I’m done with the kids birthday season… and I’m so damn exhausted. It’s not that it’s hard, but I just hate doing all this alone. I’m tired of being a single parent during or outside the marriage, with a supposedly partner who doesn’t contribute. Ohhh yes he pays for it, but that’s it. He comes as a guest (high)… invited, asking for timings and directions and what gift to get them.
You don’t have to be married or living in the same house to co-parent, but unfortunately I have been a single parent either ways.
I’m tired of being the teacher and the driver and the nanny and the cook and the entertainer and the hugger and kisser and the referee and the dog walker. I’m tired of feeding and changing and bathing and putting them to sleep. I’m tired of choosing and reading stories and taking to trainings and arranging play dates. I’m tired of being the only one who picks up and drops off and takes them doctor appointments and attend school events, where nothing goes as smoothly with either kid as they are supposed to go, specially with different paces, different ages and different interest.
By the end of each day, my voice becomes weary of saying no and not now and hurry up and brush your hair and your teeth and lets go and finish up, it’s bed time and shower time and food time… and i’m just burnt out… I need mummy time and lots of it!
I’m the one who has to, for the coming, I don’t know how many years, wake up everyday at 6 am, help pick out clothes, which is nothing but a nightmare by itself. I’m the one who has to make sure the school bag is ready, pack lunchboxes, which of course barely gets eaten anyways and walk to the bus. I know that I should prepare this the night before, but after helping with finishing homework and dinner and showers and snuggling for sleep, I’m done!
And it keeps repeating itself everyday… I have to do the exact same shit every fucking day and it is not changing; non of this is going to change anytime soon!
Vacations are the worst; I become the entertainer who has to keep their schedule full so I don’t go insane.
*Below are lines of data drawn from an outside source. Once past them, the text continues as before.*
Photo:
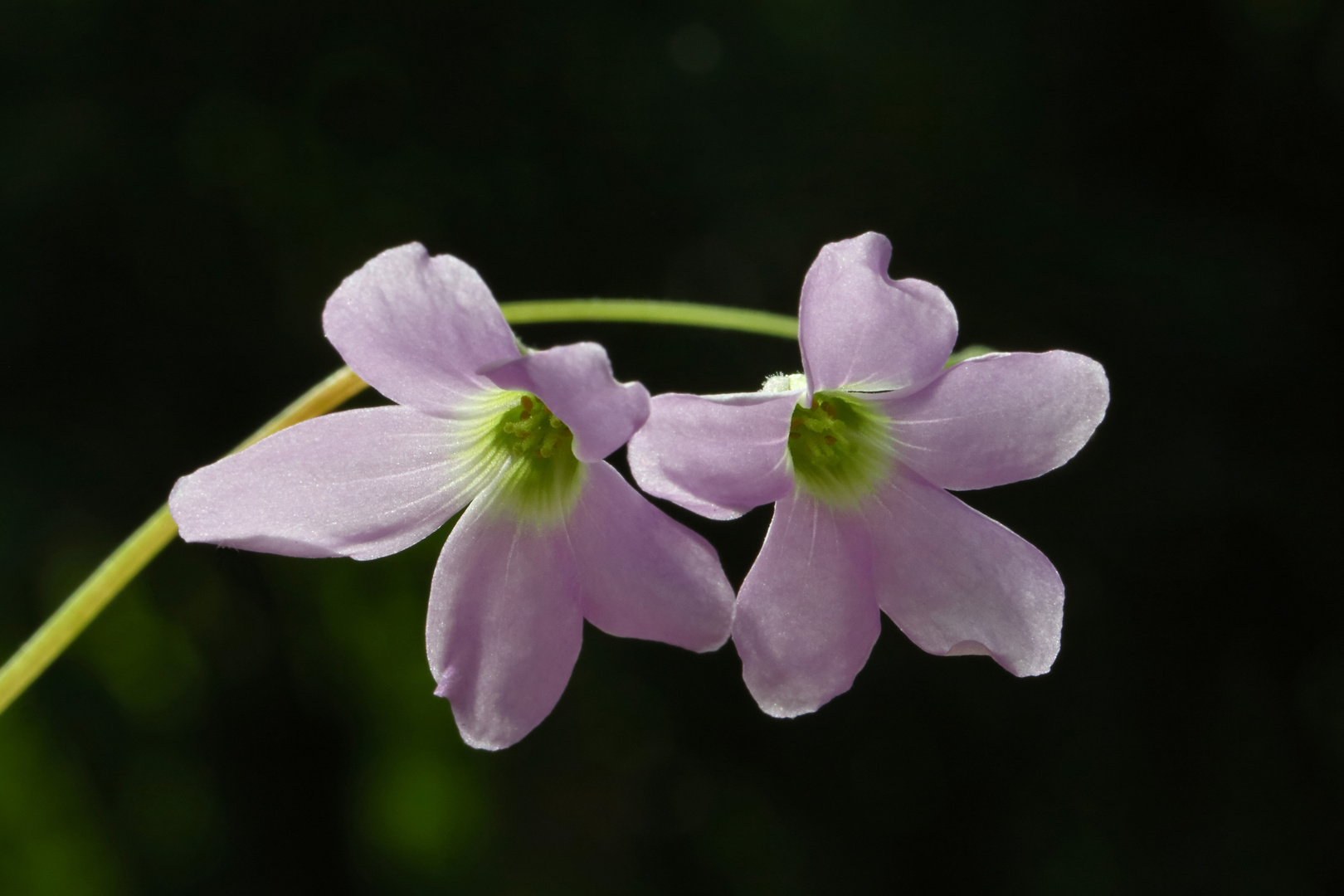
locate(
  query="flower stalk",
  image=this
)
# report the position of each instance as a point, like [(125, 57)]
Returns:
[(153, 535)]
Above all, I have to do it calmly, with a soothing and loving voice and a smile, because, of course, I don’t want to fuck up their psychology and have two mirrors of my angry self in front of me… and that by itself is another burden all together…
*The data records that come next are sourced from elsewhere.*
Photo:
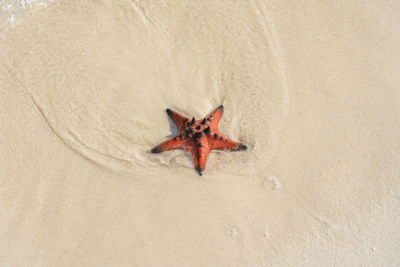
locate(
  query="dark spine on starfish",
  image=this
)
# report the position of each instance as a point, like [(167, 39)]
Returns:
[(207, 130)]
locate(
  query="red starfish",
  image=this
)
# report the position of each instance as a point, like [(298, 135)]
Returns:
[(198, 137)]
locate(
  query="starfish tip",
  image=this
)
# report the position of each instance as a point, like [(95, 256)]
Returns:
[(242, 147), (156, 150)]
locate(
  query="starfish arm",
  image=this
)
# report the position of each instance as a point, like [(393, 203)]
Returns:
[(178, 118), (173, 143), (214, 118), (223, 143), (200, 155)]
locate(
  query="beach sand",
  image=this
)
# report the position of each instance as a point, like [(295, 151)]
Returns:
[(312, 88)]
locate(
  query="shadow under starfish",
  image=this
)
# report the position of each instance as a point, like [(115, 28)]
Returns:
[(198, 137)]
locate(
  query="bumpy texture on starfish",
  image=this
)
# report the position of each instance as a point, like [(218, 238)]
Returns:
[(198, 137)]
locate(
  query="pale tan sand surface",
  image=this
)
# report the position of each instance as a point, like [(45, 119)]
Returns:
[(313, 89)]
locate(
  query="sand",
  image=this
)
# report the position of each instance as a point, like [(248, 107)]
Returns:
[(312, 88)]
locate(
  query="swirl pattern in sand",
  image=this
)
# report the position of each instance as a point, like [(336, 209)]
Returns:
[(104, 74)]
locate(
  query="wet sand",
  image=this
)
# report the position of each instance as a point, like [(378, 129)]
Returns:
[(312, 89)]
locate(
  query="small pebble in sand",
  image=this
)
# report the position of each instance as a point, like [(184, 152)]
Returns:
[(272, 179)]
The fucked up part is, I feel guilty if I don’t do all that, even if I’m too sick or tired to get out of bed, even if I have work to deliver. I feel like I am failing and that they are not getting what they are supposed to. I feel guilty whenever I decide to do something for myself. I feel guilty for even thinking of applying for a full time job. What would they do without me, who will they be staying with, what will they learn, who will they become? I am all they have; I am the definition of love and care for them… I am how they will be. If I don’t do it, no one will. They will be fed junk, never go to training and probably be late to school everyday.
The only upside to this is seeing them grow into amazing beings and every once in a while hearing them say “thank you mummy” for doing this for us, or “i love you mummy for being there always”… but i’m just worn out!
I feel like I’m stuck on a scary shitty rollercoaster ride that just wouldn’t stop… it just keeps going round and round… and I just want to get off before my life ends, but for some reason or for many I just don’t have the guts to jump off and let go.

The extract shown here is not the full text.